Ceza ve Sagopa'nın herkes gibi bendeki yeri de ayrıdır. Öncellikle çok fazla saygı duyuyorum. Bugün ülkede türkçe rap bu kadar popülerse onların sayesindedir. 2003'den itibaren Ceza, Fuat ve Sagopa Kajmer üçlüsü "türkçe rap"e bir dönem zirve yaptırmıştır. Evet Kartel ile başlamıştır belki saygısızlık da etmek istemem ama bu üç isimle zirve yapmıştır. O zirve olarak tanımladığım dönemde Sagopa Kajmer'in "Bir Pesimistin Gözyaşları" albümü ile Ceza'nın "Med Cezir" ve "Rapstar" albümleriyle türkçe rap tavan yaptı. Sonrasında duraklama dönemine girse de günümüzde yine popüler.
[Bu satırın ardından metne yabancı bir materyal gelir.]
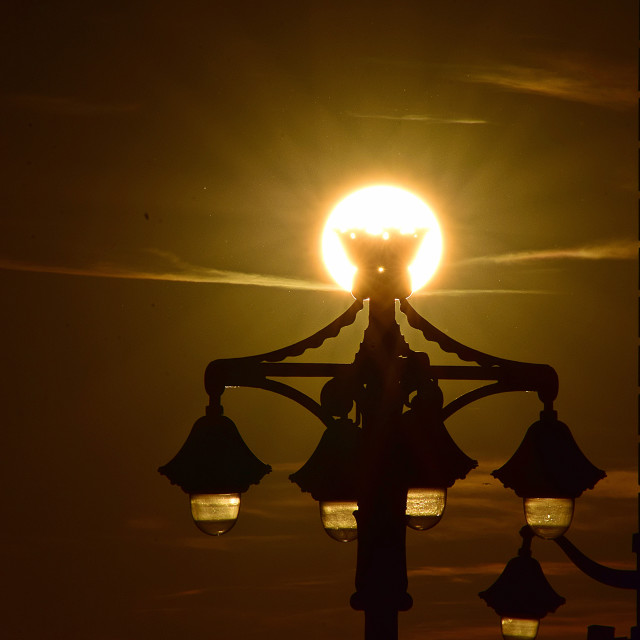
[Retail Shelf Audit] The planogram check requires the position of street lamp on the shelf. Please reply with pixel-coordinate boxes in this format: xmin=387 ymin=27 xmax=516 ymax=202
xmin=160 ymin=187 xmax=605 ymax=640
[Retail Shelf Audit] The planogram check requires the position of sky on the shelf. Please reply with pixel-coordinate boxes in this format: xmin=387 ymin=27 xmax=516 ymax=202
xmin=0 ymin=0 xmax=638 ymax=640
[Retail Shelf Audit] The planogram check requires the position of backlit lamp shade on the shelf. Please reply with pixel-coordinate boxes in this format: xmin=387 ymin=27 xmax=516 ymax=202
xmin=478 ymin=539 xmax=565 ymax=640
xmin=492 ymin=410 xmax=606 ymax=539
xmin=400 ymin=383 xmax=478 ymax=531
xmin=339 ymin=229 xmax=425 ymax=299
xmin=158 ymin=415 xmax=271 ymax=536
xmin=289 ymin=418 xmax=362 ymax=542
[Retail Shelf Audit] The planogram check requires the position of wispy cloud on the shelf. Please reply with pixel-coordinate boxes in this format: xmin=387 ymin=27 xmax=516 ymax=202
xmin=465 ymin=56 xmax=636 ymax=109
xmin=0 ymin=254 xmax=339 ymax=291
xmin=460 ymin=240 xmax=638 ymax=264
xmin=0 ymin=240 xmax=638 ymax=296
xmin=0 ymin=94 xmax=139 ymax=116
xmin=347 ymin=112 xmax=487 ymax=124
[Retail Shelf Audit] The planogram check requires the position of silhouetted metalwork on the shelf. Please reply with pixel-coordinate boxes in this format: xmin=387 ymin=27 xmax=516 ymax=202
xmin=160 ymin=235 xmax=628 ymax=640
xmin=158 ymin=414 xmax=271 ymax=494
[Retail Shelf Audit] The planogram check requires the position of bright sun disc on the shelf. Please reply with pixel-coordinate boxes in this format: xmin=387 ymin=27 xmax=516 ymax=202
xmin=322 ymin=186 xmax=442 ymax=291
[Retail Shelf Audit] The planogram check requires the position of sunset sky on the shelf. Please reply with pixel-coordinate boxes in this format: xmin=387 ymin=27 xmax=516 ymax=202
xmin=0 ymin=0 xmax=638 ymax=640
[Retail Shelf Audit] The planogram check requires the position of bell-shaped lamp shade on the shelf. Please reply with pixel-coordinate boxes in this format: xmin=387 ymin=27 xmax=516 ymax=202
xmin=406 ymin=487 xmax=447 ymax=531
xmin=190 ymin=493 xmax=240 ymax=536
xmin=158 ymin=415 xmax=271 ymax=536
xmin=320 ymin=500 xmax=358 ymax=542
xmin=478 ymin=540 xmax=565 ymax=640
xmin=289 ymin=418 xmax=362 ymax=542
xmin=500 ymin=617 xmax=540 ymax=640
xmin=491 ymin=410 xmax=606 ymax=539
xmin=524 ymin=498 xmax=574 ymax=540
xmin=400 ymin=383 xmax=478 ymax=502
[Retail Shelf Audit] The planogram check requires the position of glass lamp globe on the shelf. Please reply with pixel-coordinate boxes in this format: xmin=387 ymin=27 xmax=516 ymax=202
xmin=500 ymin=616 xmax=540 ymax=640
xmin=320 ymin=500 xmax=358 ymax=542
xmin=524 ymin=498 xmax=574 ymax=540
xmin=406 ymin=487 xmax=447 ymax=531
xmin=190 ymin=493 xmax=240 ymax=536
Vakti zamanında Okan Bayülgen ve Beyaz gibi zamanının en çok izlenen show programına rapçi çıktığında alaycı bir biçimde arkada elini sağa sola sallayan ünlüler vardı. Beni en çok sevindiren de o ünlülerin şimdiler de reklam için aynı rapçilerin peşinden koşması. Bir nitekim artık devran döndü. Spotify uygulamasında en çok dinlenen kişi Ezhel. Artık sadece kulaklıkla dinlenen bir müzik türü değil. Mekanlarda çalıyor, arkadaşlarla takılırken açıp hep beraber söyleyebiliyorsun. Eskiden böyle bir şey yapamıyordun. Senin için büyük anlamlar ifade eden bir parçayı paylaşamıyordun, denesen bile burun kıvrılıyordu.
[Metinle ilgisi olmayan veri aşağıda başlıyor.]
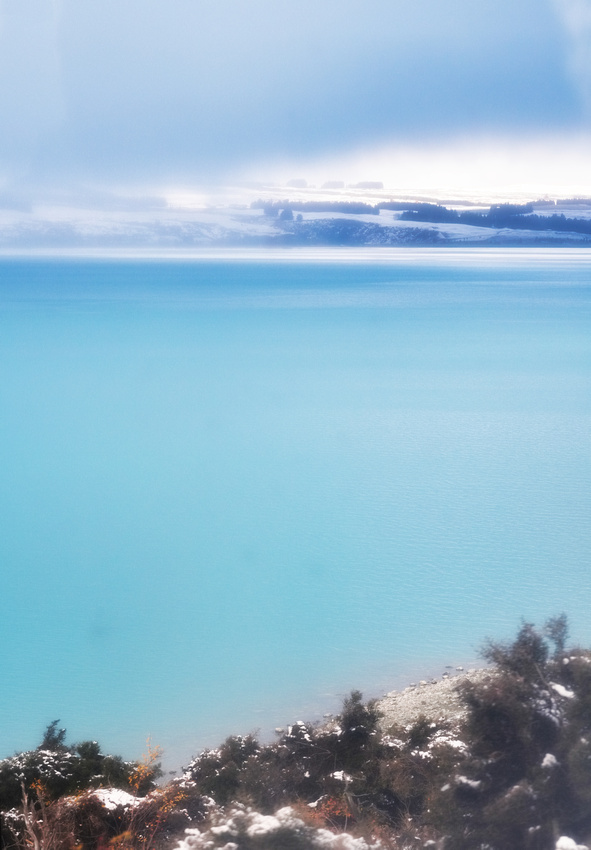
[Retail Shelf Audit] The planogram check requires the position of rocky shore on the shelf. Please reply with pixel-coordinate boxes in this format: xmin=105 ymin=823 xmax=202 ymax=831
xmin=378 ymin=668 xmax=495 ymax=731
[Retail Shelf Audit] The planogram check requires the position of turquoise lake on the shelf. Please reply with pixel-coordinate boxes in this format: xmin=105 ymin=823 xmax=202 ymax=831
xmin=0 ymin=250 xmax=591 ymax=769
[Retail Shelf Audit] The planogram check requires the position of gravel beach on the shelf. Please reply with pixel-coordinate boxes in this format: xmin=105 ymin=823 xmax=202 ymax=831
xmin=378 ymin=668 xmax=494 ymax=731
Türkçe rap hakkında konuşurken eski dönem ve yeni dönem diye ayrım yapıyorum. Old school rapçiler ve New school rapçiler olarak ayrım yapabiliyorsun. Eski nesil dediğimiz rapçilerde Ceza, Sagopa Kajmer, Fuat, Rapozof, Pit10, Mode XL, Abluka Alarm, Ayben, Kolera, Dr. Fuchs, Yener Çevik, Cash Flow, Da Poet, Hayki, Karaçalı, Sirhot, Patron, Saian diye liste uzar gider. Bu isimler arasında en özeli benim için Cash Flow. Nedeni ise bir çok gruba ve şahısa kendi stüdyolarında altyapı ve vokal desteği sağlaması. Mode XL'in de yeri çok farklı. O zamanlar yeni bir soluk getirmişlerdi. Agresif sözleri ve daha önce duyulmamış kalitede altyapısıyla ezber bozdu. Sansar Salvo'yu az kalsın unutuyordum. Ona değinmeden olmaz. 10 sene önce piyasadaki yerli underground rapçilerin belki en iyisiydi ama zamanla halinden uzaklaştı. Yeni dönemin en popüler isimleri de Ezhel, Tankurt Manas, Kamufle, Hidra, Stabil, Khontkar, Contra diye bu liste devam eder. Yukarıda da dediğim gibi bu dönemin en önemli ismi Ezhel. Artan müzikalite, sözden vazgeçişi getirmedi. Adeta yeni dönemde bir köprü ve usta bir sentez oluşturdu. Bu dönemde Ben Fero ile beraber en geniş kitlelere ilk sıçramayı yapan ve ne yaptığını en iyi bilen isim o olarak görünüyor.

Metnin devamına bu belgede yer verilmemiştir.